The python script below is converting the contents of the played_at field from Unix Timestamp to normal Date and Time
Then fianlly takeing the converted data into a csv file which will be overwritten every time this script is ran.

In [None]:
from pyspark.sql import SparkSession
from pyspark.sql import functions as F

# Initialize Spark Session
spark = SparkSession.builder.appName("SpotifyDataNormalization").getOrCreate()

# Read data into a dataframe
df = spark.read.option("multiline", "true").json("all_recent_tracks.json")

# Convert timestamp to normal date and time 
df = df.withColumn("played_at", F.from_unixtime(F.col("played_at") / 1000, "yyyy-MM-dd HH:mm:ss"))

# Creating A CSV file of the transformed data
df.coalesce(1).write.option("header", "true").mode("overwrite").csv("clean_tracks.csv")

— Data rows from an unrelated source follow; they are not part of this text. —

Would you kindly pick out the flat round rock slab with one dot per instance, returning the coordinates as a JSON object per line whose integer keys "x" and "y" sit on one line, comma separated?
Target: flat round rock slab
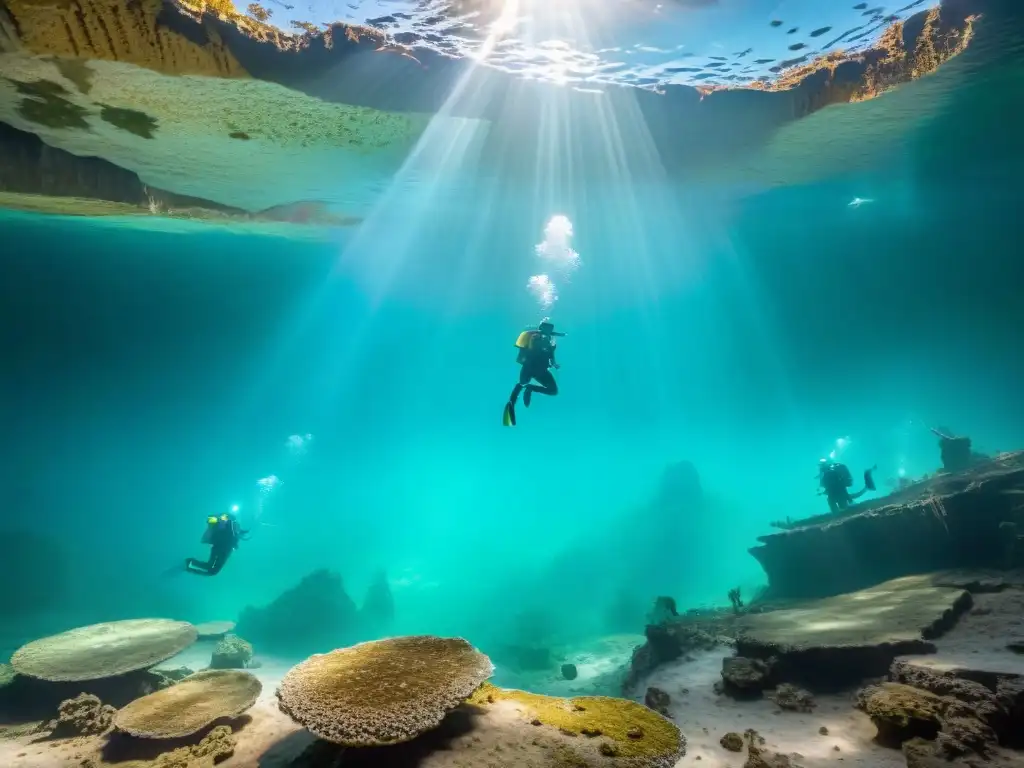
{"x": 190, "y": 705}
{"x": 101, "y": 650}
{"x": 208, "y": 630}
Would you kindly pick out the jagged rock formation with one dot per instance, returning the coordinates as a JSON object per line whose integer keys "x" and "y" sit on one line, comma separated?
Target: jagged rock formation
{"x": 102, "y": 78}
{"x": 949, "y": 521}
{"x": 314, "y": 616}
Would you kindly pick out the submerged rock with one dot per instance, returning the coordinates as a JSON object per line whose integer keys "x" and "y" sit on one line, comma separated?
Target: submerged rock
{"x": 231, "y": 652}
{"x": 744, "y": 677}
{"x": 792, "y": 698}
{"x": 84, "y": 715}
{"x": 313, "y": 616}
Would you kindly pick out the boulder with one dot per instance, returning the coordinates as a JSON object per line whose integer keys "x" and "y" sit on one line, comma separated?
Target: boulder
{"x": 231, "y": 652}
{"x": 313, "y": 616}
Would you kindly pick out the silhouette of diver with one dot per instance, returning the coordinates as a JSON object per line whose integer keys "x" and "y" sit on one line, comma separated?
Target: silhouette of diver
{"x": 537, "y": 355}
{"x": 223, "y": 535}
{"x": 836, "y": 480}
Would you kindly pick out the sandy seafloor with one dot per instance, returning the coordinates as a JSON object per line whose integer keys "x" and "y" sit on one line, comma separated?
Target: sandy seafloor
{"x": 270, "y": 739}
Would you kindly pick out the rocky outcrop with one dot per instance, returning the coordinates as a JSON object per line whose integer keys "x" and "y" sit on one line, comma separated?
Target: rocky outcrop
{"x": 314, "y": 616}
{"x": 694, "y": 130}
{"x": 667, "y": 641}
{"x": 949, "y": 521}
{"x": 231, "y": 652}
{"x": 82, "y": 716}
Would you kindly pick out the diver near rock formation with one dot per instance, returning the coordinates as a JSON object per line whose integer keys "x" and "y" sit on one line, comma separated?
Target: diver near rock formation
{"x": 223, "y": 535}
{"x": 537, "y": 355}
{"x": 836, "y": 480}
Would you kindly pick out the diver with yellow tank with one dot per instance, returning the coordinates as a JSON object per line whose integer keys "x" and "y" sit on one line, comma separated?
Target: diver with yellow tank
{"x": 222, "y": 534}
{"x": 537, "y": 356}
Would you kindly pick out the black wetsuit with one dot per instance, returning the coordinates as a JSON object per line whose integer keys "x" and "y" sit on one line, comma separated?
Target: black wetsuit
{"x": 536, "y": 360}
{"x": 836, "y": 480}
{"x": 223, "y": 540}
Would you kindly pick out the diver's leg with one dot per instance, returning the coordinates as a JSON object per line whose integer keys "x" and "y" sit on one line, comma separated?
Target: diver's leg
{"x": 524, "y": 378}
{"x": 200, "y": 567}
{"x": 546, "y": 384}
{"x": 217, "y": 560}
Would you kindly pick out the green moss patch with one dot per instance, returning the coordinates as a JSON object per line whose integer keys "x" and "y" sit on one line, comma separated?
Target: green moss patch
{"x": 636, "y": 730}
{"x": 129, "y": 120}
{"x": 44, "y": 103}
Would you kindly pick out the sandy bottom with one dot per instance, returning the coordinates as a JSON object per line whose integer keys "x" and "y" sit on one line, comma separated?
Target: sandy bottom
{"x": 705, "y": 717}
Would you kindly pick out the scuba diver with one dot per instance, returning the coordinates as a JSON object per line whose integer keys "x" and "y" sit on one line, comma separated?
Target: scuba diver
{"x": 223, "y": 535}
{"x": 836, "y": 479}
{"x": 537, "y": 355}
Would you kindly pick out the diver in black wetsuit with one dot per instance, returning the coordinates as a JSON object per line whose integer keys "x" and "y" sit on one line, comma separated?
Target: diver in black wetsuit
{"x": 537, "y": 355}
{"x": 223, "y": 535}
{"x": 836, "y": 480}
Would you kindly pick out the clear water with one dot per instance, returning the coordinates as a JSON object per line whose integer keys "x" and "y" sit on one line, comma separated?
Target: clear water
{"x": 153, "y": 378}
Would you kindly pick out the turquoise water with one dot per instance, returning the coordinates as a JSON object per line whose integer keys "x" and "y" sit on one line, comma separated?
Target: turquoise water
{"x": 152, "y": 379}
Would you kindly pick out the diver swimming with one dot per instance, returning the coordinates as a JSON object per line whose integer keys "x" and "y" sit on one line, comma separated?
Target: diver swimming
{"x": 223, "y": 535}
{"x": 835, "y": 479}
{"x": 537, "y": 356}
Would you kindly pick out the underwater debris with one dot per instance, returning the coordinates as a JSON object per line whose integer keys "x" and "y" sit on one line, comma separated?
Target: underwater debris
{"x": 189, "y": 706}
{"x": 736, "y": 600}
{"x": 84, "y": 715}
{"x": 383, "y": 691}
{"x": 102, "y": 650}
{"x": 213, "y": 630}
{"x": 657, "y": 699}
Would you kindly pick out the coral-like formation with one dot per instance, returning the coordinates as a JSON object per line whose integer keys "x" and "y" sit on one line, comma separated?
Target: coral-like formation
{"x": 634, "y": 731}
{"x": 384, "y": 691}
{"x": 667, "y": 641}
{"x": 84, "y": 715}
{"x": 189, "y": 706}
{"x": 792, "y": 698}
{"x": 314, "y": 615}
{"x": 231, "y": 652}
{"x": 215, "y": 747}
{"x": 102, "y": 650}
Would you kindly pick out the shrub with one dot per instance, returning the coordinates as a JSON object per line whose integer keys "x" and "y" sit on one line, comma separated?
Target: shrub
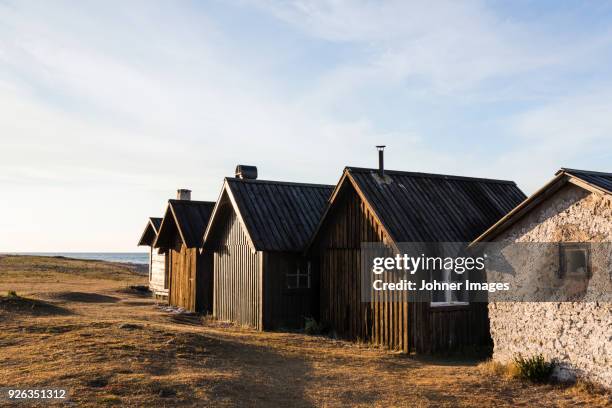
{"x": 535, "y": 368}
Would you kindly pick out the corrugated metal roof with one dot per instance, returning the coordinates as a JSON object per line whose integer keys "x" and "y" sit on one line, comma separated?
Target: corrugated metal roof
{"x": 189, "y": 217}
{"x": 150, "y": 232}
{"x": 422, "y": 207}
{"x": 601, "y": 182}
{"x": 278, "y": 216}
{"x": 595, "y": 178}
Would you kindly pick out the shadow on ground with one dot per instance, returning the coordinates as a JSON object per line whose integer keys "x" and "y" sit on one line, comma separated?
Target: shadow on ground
{"x": 83, "y": 297}
{"x": 31, "y": 307}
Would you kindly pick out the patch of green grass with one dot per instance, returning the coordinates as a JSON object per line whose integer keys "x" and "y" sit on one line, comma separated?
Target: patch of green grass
{"x": 535, "y": 368}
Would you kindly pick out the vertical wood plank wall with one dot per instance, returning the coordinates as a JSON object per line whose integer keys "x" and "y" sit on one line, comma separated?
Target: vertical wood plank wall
{"x": 284, "y": 307}
{"x": 237, "y": 277}
{"x": 157, "y": 272}
{"x": 390, "y": 319}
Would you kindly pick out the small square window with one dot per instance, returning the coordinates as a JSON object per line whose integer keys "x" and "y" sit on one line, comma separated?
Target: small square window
{"x": 574, "y": 260}
{"x": 300, "y": 277}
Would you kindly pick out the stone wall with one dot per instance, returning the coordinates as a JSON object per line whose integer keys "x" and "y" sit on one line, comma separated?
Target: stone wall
{"x": 576, "y": 334}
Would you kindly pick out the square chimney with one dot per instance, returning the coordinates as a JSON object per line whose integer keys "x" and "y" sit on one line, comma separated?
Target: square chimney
{"x": 183, "y": 194}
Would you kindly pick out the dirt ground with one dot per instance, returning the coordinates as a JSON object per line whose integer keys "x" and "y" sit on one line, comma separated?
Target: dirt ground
{"x": 85, "y": 332}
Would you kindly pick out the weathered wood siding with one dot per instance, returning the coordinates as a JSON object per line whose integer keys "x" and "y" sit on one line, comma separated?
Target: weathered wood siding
{"x": 237, "y": 277}
{"x": 390, "y": 319}
{"x": 183, "y": 267}
{"x": 157, "y": 273}
{"x": 284, "y": 307}
{"x": 190, "y": 279}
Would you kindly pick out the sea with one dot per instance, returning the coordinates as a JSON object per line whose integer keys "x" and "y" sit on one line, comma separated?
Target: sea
{"x": 124, "y": 257}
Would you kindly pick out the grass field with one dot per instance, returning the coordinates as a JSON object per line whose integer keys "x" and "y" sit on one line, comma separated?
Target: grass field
{"x": 76, "y": 325}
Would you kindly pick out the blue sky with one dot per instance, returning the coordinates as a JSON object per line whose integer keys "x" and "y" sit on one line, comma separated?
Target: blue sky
{"x": 108, "y": 107}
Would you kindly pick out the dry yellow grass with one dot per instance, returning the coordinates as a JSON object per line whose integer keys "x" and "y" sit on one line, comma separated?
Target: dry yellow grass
{"x": 109, "y": 347}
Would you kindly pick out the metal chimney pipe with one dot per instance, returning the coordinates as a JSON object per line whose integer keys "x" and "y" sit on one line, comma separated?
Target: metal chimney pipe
{"x": 183, "y": 194}
{"x": 381, "y": 160}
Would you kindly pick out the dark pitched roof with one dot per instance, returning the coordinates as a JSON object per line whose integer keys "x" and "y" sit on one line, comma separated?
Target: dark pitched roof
{"x": 188, "y": 218}
{"x": 597, "y": 179}
{"x": 277, "y": 216}
{"x": 422, "y": 207}
{"x": 589, "y": 180}
{"x": 150, "y": 232}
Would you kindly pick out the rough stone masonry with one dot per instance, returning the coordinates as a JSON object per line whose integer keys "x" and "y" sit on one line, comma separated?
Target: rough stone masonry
{"x": 578, "y": 335}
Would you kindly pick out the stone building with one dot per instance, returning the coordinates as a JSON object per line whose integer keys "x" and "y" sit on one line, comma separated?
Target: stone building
{"x": 573, "y": 213}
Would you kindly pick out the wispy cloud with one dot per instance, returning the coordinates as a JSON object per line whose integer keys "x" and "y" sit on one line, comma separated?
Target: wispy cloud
{"x": 119, "y": 103}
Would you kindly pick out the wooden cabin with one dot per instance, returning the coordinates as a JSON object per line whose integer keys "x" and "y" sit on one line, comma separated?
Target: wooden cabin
{"x": 573, "y": 214}
{"x": 391, "y": 207}
{"x": 190, "y": 283}
{"x": 158, "y": 279}
{"x": 258, "y": 231}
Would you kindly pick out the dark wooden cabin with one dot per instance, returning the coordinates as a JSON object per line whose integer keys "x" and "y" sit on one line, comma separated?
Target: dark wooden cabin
{"x": 395, "y": 207}
{"x": 158, "y": 271}
{"x": 190, "y": 283}
{"x": 258, "y": 232}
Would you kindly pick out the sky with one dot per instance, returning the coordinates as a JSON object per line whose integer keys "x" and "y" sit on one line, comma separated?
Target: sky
{"x": 107, "y": 107}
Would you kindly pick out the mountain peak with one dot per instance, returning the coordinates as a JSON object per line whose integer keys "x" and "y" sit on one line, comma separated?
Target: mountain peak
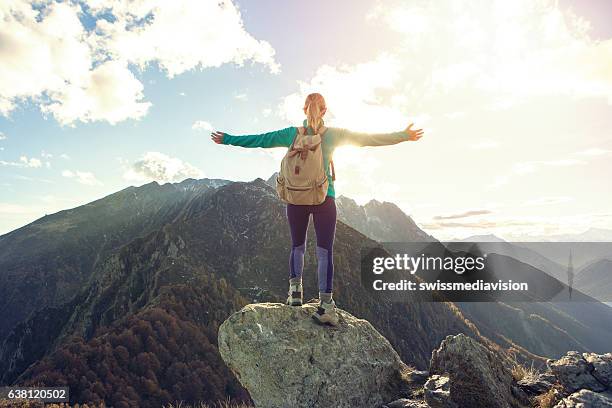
{"x": 273, "y": 348}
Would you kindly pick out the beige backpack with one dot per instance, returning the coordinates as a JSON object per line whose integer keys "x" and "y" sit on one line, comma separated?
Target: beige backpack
{"x": 302, "y": 179}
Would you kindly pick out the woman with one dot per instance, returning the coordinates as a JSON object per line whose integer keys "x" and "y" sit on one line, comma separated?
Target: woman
{"x": 324, "y": 215}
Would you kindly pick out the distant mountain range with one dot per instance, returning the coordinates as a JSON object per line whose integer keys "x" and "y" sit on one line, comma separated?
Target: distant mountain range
{"x": 590, "y": 235}
{"x": 120, "y": 299}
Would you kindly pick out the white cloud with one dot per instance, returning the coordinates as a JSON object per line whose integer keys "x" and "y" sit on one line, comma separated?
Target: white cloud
{"x": 595, "y": 151}
{"x": 353, "y": 95}
{"x": 202, "y": 125}
{"x": 83, "y": 177}
{"x": 485, "y": 144}
{"x": 179, "y": 35}
{"x": 160, "y": 167}
{"x": 505, "y": 50}
{"x": 109, "y": 92}
{"x": 548, "y": 201}
{"x": 80, "y": 74}
{"x": 24, "y": 161}
{"x": 532, "y": 166}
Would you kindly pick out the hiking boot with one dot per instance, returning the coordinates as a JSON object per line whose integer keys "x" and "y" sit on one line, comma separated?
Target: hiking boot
{"x": 296, "y": 294}
{"x": 326, "y": 314}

# Show the transformed column 'played_at'
df.select("played_at").show(truncate=False)


+-------------------+
|played_at          |
+-------------------+
|2025-03-29 01:30:46|
|2025-03-29 01:32:49|
|2025-03-29 01:35:48|
|2025-03-29 01:37:49|
|2025-03-29 01:42:10|
|2025-03-29 01:45:10|
|2025-03-29 01:48:15|
|2025-03-29 01:51:23|
|2025-03-29 01:54:55|
|2025-03-29 01:57:53|
|2025-03-29 02:00:28|
|2025-03-29 02:02:31|
|2025-03-29 02:05:23|
|2025-03-29 02:07:52|
|2025-03-29 02:10:10|
|2025-03-29 02:12:11|
|2025-03-29 02:16:11|
|2025-03-29 02:19:38|
|2025-03-29 02:22:25|
|2025-03-29 02:25:22|
+-------------------+
only showing top 20 rows



This script although commented plays a crucial role in some projects with it's intedned purpose being to move the needed CSV file out of the folder pyspark created after the creation of the CSV file containing the transformed data.
Why is it commented ? some may ask , well the name of the file changes each time the script is re-ran so the path of the file keeps changing and given the fact the data is aimed to keep growing, this is not feasible for this project.

In [None]:
""" import shutil
# Move the part file to desired location
part_file = "clean_tracks.csv\part-00000-e767b6d4-f389-44a7-91b0-dec958759f38-c000.csv"
destination = "clean_recent_tracks.csv"
shutil.move(part_file,destination) """


  """ import shutil


' import shutil\n# Move the part file to desired location\npart_file = "clean_tracks.csv\\part-00000-e767b6d4-f389-44a7-91b0-dec958759f38-c000.csv"\ndestination = "clean_recent_tracks.csv"\nshutil.move(part_file,destination) '

The script below trims down the id for a track into just the numbers , yes the spotify:track: may be part of the id .
I used this as a way to strech my skills in spliting entries and indexing.

In [12]:
df2 = spark.read.option("multiline", "true").json("all_top_tracks.json")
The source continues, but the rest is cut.